I believe it’s important to let my wife know I appreciate her. This is especially true on special days, such as our anniversary or her birthday. We took a Caribbean cruise on our silver wedding anniversary and it will be something we’ll always cherish.
We don’t take such an extravagant trip every year. But a vacation, whether an overnight getaway or continental tour, can help keep a marriage vibrant.
It’s not that spending is the answer to making a marriage happier. And a trip isn’t something to go into debt over as a way to reward yourself for hard work.

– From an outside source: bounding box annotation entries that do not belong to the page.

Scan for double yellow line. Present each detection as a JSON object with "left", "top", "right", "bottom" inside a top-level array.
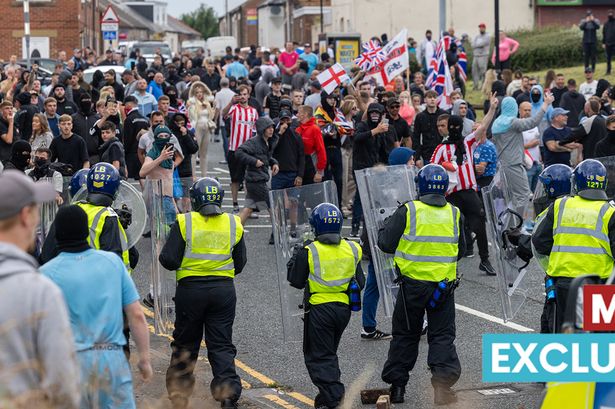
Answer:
[{"left": 141, "top": 307, "right": 314, "bottom": 409}]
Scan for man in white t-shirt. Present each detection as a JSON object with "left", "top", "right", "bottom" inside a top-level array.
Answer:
[
  {"left": 579, "top": 67, "right": 600, "bottom": 101},
  {"left": 519, "top": 102, "right": 542, "bottom": 192},
  {"left": 214, "top": 78, "right": 235, "bottom": 164}
]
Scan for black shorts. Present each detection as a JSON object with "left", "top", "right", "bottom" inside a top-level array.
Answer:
[
  {"left": 244, "top": 182, "right": 271, "bottom": 211},
  {"left": 126, "top": 152, "right": 141, "bottom": 180},
  {"left": 228, "top": 151, "right": 246, "bottom": 183}
]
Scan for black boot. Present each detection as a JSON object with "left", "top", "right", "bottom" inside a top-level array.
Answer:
[
  {"left": 433, "top": 386, "right": 457, "bottom": 405},
  {"left": 220, "top": 399, "right": 237, "bottom": 409},
  {"left": 389, "top": 385, "right": 406, "bottom": 403}
]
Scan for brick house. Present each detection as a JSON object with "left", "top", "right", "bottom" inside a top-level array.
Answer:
[{"left": 0, "top": 0, "right": 100, "bottom": 60}]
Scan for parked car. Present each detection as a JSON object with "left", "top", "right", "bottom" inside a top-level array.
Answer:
[
  {"left": 83, "top": 65, "right": 124, "bottom": 84},
  {"left": 128, "top": 41, "right": 173, "bottom": 64}
]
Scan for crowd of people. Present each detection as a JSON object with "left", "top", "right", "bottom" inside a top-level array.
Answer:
[{"left": 0, "top": 10, "right": 615, "bottom": 407}]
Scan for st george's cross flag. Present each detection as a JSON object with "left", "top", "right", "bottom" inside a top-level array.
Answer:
[
  {"left": 365, "top": 28, "right": 409, "bottom": 86},
  {"left": 316, "top": 63, "right": 350, "bottom": 94}
]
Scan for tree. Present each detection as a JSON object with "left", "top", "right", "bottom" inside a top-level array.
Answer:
[{"left": 181, "top": 3, "right": 220, "bottom": 40}]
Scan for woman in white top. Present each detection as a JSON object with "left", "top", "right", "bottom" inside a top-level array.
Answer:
[
  {"left": 187, "top": 81, "right": 216, "bottom": 177},
  {"left": 30, "top": 114, "right": 53, "bottom": 154}
]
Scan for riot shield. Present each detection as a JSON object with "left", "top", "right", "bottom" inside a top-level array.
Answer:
[
  {"left": 482, "top": 169, "right": 529, "bottom": 321},
  {"left": 269, "top": 181, "right": 338, "bottom": 342},
  {"left": 355, "top": 165, "right": 416, "bottom": 317},
  {"left": 596, "top": 156, "right": 615, "bottom": 199},
  {"left": 67, "top": 180, "right": 147, "bottom": 248},
  {"left": 143, "top": 179, "right": 176, "bottom": 335}
]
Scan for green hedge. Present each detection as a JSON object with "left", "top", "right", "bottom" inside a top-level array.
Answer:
[{"left": 468, "top": 26, "right": 605, "bottom": 72}]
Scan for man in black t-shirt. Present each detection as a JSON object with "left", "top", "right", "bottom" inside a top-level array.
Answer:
[
  {"left": 0, "top": 101, "right": 14, "bottom": 163},
  {"left": 49, "top": 115, "right": 90, "bottom": 172}
]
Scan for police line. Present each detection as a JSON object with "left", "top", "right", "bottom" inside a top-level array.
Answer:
[{"left": 483, "top": 334, "right": 615, "bottom": 382}]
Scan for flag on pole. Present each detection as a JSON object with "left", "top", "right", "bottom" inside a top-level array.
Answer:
[
  {"left": 425, "top": 36, "right": 453, "bottom": 109},
  {"left": 365, "top": 28, "right": 409, "bottom": 86},
  {"left": 354, "top": 40, "right": 385, "bottom": 71},
  {"left": 316, "top": 63, "right": 350, "bottom": 94}
]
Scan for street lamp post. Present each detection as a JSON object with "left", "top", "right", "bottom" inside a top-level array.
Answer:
[{"left": 493, "top": 0, "right": 500, "bottom": 74}]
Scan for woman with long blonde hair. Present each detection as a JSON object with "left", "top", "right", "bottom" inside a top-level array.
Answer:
[
  {"left": 186, "top": 81, "right": 216, "bottom": 177},
  {"left": 30, "top": 114, "right": 53, "bottom": 153}
]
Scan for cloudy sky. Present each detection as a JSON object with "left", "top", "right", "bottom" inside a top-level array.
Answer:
[{"left": 167, "top": 0, "right": 245, "bottom": 17}]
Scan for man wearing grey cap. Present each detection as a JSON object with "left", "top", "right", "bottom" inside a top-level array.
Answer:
[{"left": 0, "top": 170, "right": 80, "bottom": 408}]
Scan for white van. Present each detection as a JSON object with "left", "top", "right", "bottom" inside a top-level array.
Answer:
[
  {"left": 182, "top": 40, "right": 207, "bottom": 54},
  {"left": 207, "top": 36, "right": 237, "bottom": 58}
]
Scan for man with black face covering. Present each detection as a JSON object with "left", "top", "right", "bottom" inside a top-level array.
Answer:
[
  {"left": 71, "top": 93, "right": 100, "bottom": 164},
  {"left": 4, "top": 141, "right": 32, "bottom": 172},
  {"left": 350, "top": 102, "right": 397, "bottom": 237},
  {"left": 431, "top": 96, "right": 498, "bottom": 275},
  {"left": 26, "top": 148, "right": 64, "bottom": 206}
]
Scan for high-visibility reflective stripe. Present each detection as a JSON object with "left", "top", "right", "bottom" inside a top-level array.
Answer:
[
  {"left": 554, "top": 196, "right": 610, "bottom": 242},
  {"left": 403, "top": 201, "right": 459, "bottom": 243},
  {"left": 395, "top": 250, "right": 457, "bottom": 263},
  {"left": 553, "top": 226, "right": 609, "bottom": 242},
  {"left": 90, "top": 207, "right": 107, "bottom": 245},
  {"left": 184, "top": 213, "right": 235, "bottom": 260},
  {"left": 551, "top": 246, "right": 609, "bottom": 255},
  {"left": 307, "top": 243, "right": 359, "bottom": 287}
]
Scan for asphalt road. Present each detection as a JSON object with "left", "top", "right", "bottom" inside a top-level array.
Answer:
[{"left": 134, "top": 143, "right": 544, "bottom": 409}]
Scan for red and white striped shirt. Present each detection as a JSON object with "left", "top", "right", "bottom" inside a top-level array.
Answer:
[
  {"left": 227, "top": 104, "right": 258, "bottom": 151},
  {"left": 430, "top": 132, "right": 478, "bottom": 193}
]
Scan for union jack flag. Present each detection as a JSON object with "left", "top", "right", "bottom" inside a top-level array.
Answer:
[
  {"left": 425, "top": 36, "right": 453, "bottom": 109},
  {"left": 354, "top": 40, "right": 386, "bottom": 71}
]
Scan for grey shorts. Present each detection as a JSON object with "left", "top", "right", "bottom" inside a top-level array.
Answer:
[{"left": 244, "top": 182, "right": 271, "bottom": 211}]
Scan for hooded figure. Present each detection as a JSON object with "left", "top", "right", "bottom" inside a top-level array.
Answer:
[
  {"left": 442, "top": 115, "right": 466, "bottom": 166},
  {"left": 4, "top": 140, "right": 32, "bottom": 172},
  {"left": 530, "top": 85, "right": 553, "bottom": 135},
  {"left": 451, "top": 99, "right": 474, "bottom": 137}
]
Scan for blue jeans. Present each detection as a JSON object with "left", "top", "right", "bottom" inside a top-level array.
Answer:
[
  {"left": 362, "top": 261, "right": 380, "bottom": 332},
  {"left": 527, "top": 161, "right": 542, "bottom": 192}
]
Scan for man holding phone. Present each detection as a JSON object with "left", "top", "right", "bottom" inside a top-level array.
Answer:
[{"left": 222, "top": 85, "right": 258, "bottom": 214}]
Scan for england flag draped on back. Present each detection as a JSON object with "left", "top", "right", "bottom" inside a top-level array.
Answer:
[{"left": 425, "top": 36, "right": 453, "bottom": 109}]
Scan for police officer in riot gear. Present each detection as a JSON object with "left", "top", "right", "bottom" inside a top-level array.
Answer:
[
  {"left": 159, "top": 178, "right": 247, "bottom": 409},
  {"left": 40, "top": 162, "right": 139, "bottom": 270},
  {"left": 533, "top": 163, "right": 572, "bottom": 334},
  {"left": 288, "top": 203, "right": 365, "bottom": 409},
  {"left": 378, "top": 164, "right": 465, "bottom": 405},
  {"left": 532, "top": 159, "right": 615, "bottom": 332},
  {"left": 533, "top": 163, "right": 572, "bottom": 218}
]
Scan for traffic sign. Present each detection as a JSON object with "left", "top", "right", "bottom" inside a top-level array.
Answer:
[
  {"left": 103, "top": 31, "right": 117, "bottom": 41},
  {"left": 100, "top": 23, "right": 120, "bottom": 32},
  {"left": 100, "top": 5, "right": 120, "bottom": 23}
]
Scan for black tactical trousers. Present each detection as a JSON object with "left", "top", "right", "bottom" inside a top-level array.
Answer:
[
  {"left": 303, "top": 302, "right": 350, "bottom": 408},
  {"left": 540, "top": 277, "right": 573, "bottom": 334},
  {"left": 166, "top": 279, "right": 241, "bottom": 401},
  {"left": 382, "top": 277, "right": 461, "bottom": 387}
]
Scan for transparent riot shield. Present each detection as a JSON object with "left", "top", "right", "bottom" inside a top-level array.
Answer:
[
  {"left": 596, "top": 156, "right": 615, "bottom": 199},
  {"left": 355, "top": 165, "right": 416, "bottom": 317},
  {"left": 143, "top": 179, "right": 176, "bottom": 335},
  {"left": 72, "top": 180, "right": 147, "bottom": 248},
  {"left": 35, "top": 178, "right": 64, "bottom": 255},
  {"left": 482, "top": 169, "right": 529, "bottom": 321},
  {"left": 269, "top": 181, "right": 338, "bottom": 342}
]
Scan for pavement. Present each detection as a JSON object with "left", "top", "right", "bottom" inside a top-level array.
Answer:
[{"left": 127, "top": 139, "right": 544, "bottom": 409}]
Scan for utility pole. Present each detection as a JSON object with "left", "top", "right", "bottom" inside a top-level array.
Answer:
[
  {"left": 224, "top": 0, "right": 231, "bottom": 36},
  {"left": 440, "top": 0, "right": 446, "bottom": 37},
  {"left": 493, "top": 0, "right": 501, "bottom": 77},
  {"left": 23, "top": 0, "right": 31, "bottom": 69}
]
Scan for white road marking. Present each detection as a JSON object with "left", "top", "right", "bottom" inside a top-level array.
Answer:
[{"left": 455, "top": 303, "right": 534, "bottom": 332}]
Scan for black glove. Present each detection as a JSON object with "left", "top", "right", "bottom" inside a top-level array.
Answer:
[{"left": 114, "top": 204, "right": 132, "bottom": 230}]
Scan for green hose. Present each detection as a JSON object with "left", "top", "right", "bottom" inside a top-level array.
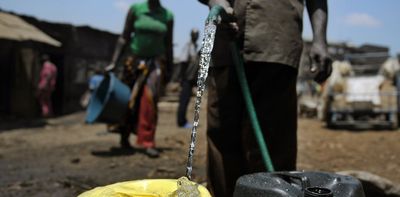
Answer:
[
  {"left": 230, "top": 42, "right": 275, "bottom": 172},
  {"left": 207, "top": 6, "right": 275, "bottom": 172}
]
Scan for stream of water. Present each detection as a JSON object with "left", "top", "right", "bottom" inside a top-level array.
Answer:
[{"left": 186, "top": 19, "right": 217, "bottom": 180}]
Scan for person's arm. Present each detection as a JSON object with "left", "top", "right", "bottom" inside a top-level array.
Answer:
[
  {"left": 306, "top": 0, "right": 332, "bottom": 83},
  {"left": 199, "top": 0, "right": 233, "bottom": 16},
  {"left": 106, "top": 9, "right": 135, "bottom": 71},
  {"left": 165, "top": 19, "right": 174, "bottom": 79}
]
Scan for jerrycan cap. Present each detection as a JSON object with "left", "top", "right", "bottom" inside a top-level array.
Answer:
[{"left": 304, "top": 187, "right": 333, "bottom": 197}]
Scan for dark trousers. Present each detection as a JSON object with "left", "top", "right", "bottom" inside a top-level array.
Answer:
[
  {"left": 207, "top": 62, "right": 297, "bottom": 197},
  {"left": 177, "top": 80, "right": 193, "bottom": 127}
]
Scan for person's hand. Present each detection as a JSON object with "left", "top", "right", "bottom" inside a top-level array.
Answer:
[
  {"left": 208, "top": 0, "right": 233, "bottom": 16},
  {"left": 310, "top": 43, "right": 332, "bottom": 84},
  {"left": 104, "top": 63, "right": 115, "bottom": 73},
  {"left": 208, "top": 0, "right": 239, "bottom": 32}
]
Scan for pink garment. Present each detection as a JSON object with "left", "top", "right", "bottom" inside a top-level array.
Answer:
[
  {"left": 38, "top": 61, "right": 57, "bottom": 117},
  {"left": 39, "top": 61, "right": 57, "bottom": 92}
]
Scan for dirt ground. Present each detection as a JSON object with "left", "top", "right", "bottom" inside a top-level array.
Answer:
[{"left": 0, "top": 96, "right": 400, "bottom": 197}]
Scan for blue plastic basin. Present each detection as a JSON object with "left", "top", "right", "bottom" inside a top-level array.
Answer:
[{"left": 86, "top": 73, "right": 131, "bottom": 124}]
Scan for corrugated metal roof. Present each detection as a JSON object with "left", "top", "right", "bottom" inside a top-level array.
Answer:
[{"left": 0, "top": 12, "right": 61, "bottom": 47}]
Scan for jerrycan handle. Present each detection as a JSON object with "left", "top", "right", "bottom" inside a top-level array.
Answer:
[{"left": 274, "top": 172, "right": 310, "bottom": 191}]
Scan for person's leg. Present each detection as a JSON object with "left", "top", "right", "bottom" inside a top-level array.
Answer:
[
  {"left": 118, "top": 56, "right": 139, "bottom": 149},
  {"left": 207, "top": 66, "right": 244, "bottom": 197},
  {"left": 177, "top": 80, "right": 192, "bottom": 127},
  {"left": 137, "top": 63, "right": 161, "bottom": 157},
  {"left": 243, "top": 63, "right": 297, "bottom": 173}
]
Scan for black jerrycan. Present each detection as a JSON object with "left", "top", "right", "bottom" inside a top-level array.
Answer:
[{"left": 233, "top": 171, "right": 365, "bottom": 197}]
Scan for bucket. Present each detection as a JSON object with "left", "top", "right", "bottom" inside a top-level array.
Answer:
[
  {"left": 233, "top": 171, "right": 365, "bottom": 197},
  {"left": 78, "top": 178, "right": 211, "bottom": 197},
  {"left": 86, "top": 73, "right": 131, "bottom": 124}
]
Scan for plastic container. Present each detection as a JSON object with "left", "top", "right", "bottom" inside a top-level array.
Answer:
[
  {"left": 86, "top": 73, "right": 131, "bottom": 124},
  {"left": 234, "top": 172, "right": 365, "bottom": 197},
  {"left": 78, "top": 179, "right": 211, "bottom": 197}
]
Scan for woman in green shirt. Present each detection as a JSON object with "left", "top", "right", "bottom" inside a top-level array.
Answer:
[{"left": 106, "top": 0, "right": 173, "bottom": 157}]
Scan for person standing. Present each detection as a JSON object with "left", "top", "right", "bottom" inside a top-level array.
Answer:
[
  {"left": 199, "top": 0, "right": 331, "bottom": 197},
  {"left": 37, "top": 54, "right": 57, "bottom": 118},
  {"left": 177, "top": 29, "right": 199, "bottom": 129},
  {"left": 106, "top": 0, "right": 174, "bottom": 157}
]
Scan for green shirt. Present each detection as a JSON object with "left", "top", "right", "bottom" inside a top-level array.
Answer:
[{"left": 130, "top": 2, "right": 173, "bottom": 57}]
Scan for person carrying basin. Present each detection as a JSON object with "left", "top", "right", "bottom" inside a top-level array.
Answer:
[
  {"left": 106, "top": 0, "right": 174, "bottom": 157},
  {"left": 199, "top": 0, "right": 331, "bottom": 197}
]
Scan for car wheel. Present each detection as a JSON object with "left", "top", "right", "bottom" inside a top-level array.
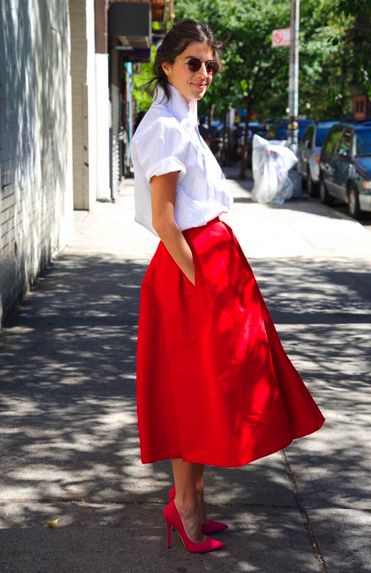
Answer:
[
  {"left": 319, "top": 179, "right": 334, "bottom": 205},
  {"left": 348, "top": 186, "right": 361, "bottom": 219}
]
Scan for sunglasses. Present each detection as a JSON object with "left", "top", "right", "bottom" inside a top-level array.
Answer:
[{"left": 187, "top": 58, "right": 219, "bottom": 76}]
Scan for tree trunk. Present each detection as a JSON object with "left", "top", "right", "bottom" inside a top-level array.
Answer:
[{"left": 238, "top": 98, "right": 251, "bottom": 180}]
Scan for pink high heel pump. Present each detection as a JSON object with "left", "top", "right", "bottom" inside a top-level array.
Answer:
[
  {"left": 163, "top": 501, "right": 225, "bottom": 553},
  {"left": 168, "top": 486, "right": 228, "bottom": 535}
]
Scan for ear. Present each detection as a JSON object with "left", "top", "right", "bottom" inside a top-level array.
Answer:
[{"left": 161, "top": 62, "right": 173, "bottom": 76}]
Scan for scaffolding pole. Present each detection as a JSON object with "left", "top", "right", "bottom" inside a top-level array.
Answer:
[{"left": 289, "top": 0, "right": 300, "bottom": 151}]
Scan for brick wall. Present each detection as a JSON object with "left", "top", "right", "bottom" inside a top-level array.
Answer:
[{"left": 0, "top": 0, "right": 73, "bottom": 321}]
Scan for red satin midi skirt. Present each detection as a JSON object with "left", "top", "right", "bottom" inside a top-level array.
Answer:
[{"left": 137, "top": 218, "right": 324, "bottom": 467}]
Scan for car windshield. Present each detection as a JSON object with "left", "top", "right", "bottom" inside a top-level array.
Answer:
[
  {"left": 357, "top": 129, "right": 371, "bottom": 155},
  {"left": 316, "top": 127, "right": 329, "bottom": 147}
]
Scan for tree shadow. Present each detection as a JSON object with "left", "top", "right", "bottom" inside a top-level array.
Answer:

But 51 weeks of the year we stick to routines — out the door at 6:30 in the morning for work, in bed by 9:30 at night. For one week of the year we can live it up, do something that doesn’t require a schedule, and have meals that aren’t part of the normal menu. In other words, enjoy life.
For the past couple of Octobers we’ve stayed a week in a condo thanks to the generosity of North Carolina Pastor Wallace Phillips. Eating fresh scallops, shrimp, tuna and clams is something we can’t do in Missouri every day. Crowds are gone that time of year in the Outer Banks, and usually the hurricanes. But the weather is still warm enough to be on the sandy shore of the Atlantic Ocean.
We’ve enjoyed pleasures such as looking for shells on the beach, feeding seagulls, or splashing in the surf. We’ve heard the waves from our condo, witnessed dolphins jumping in the water, gone kayaking, and seen wild horses running on an island. Driving to our destination we saw red, orange, gold and yellow leaves on the trees of the Great Smokies in Tennessee. We saw rice and cotton fields while still in Missouri.
It’s easy for husbands to react like the onlookers who became indignant when the woman at Bethany anointed Jesus with expensive nard (Mark 14:1-9). (Maybe we should spend that vacation money on something more practical, like a 235-piece tool set and solid maple industrial workbench). But an investment in marriage is a wise one in this day when so many relationships go sour.
John W. Kennedy is news editor of Today’s Pentecostal Evangel.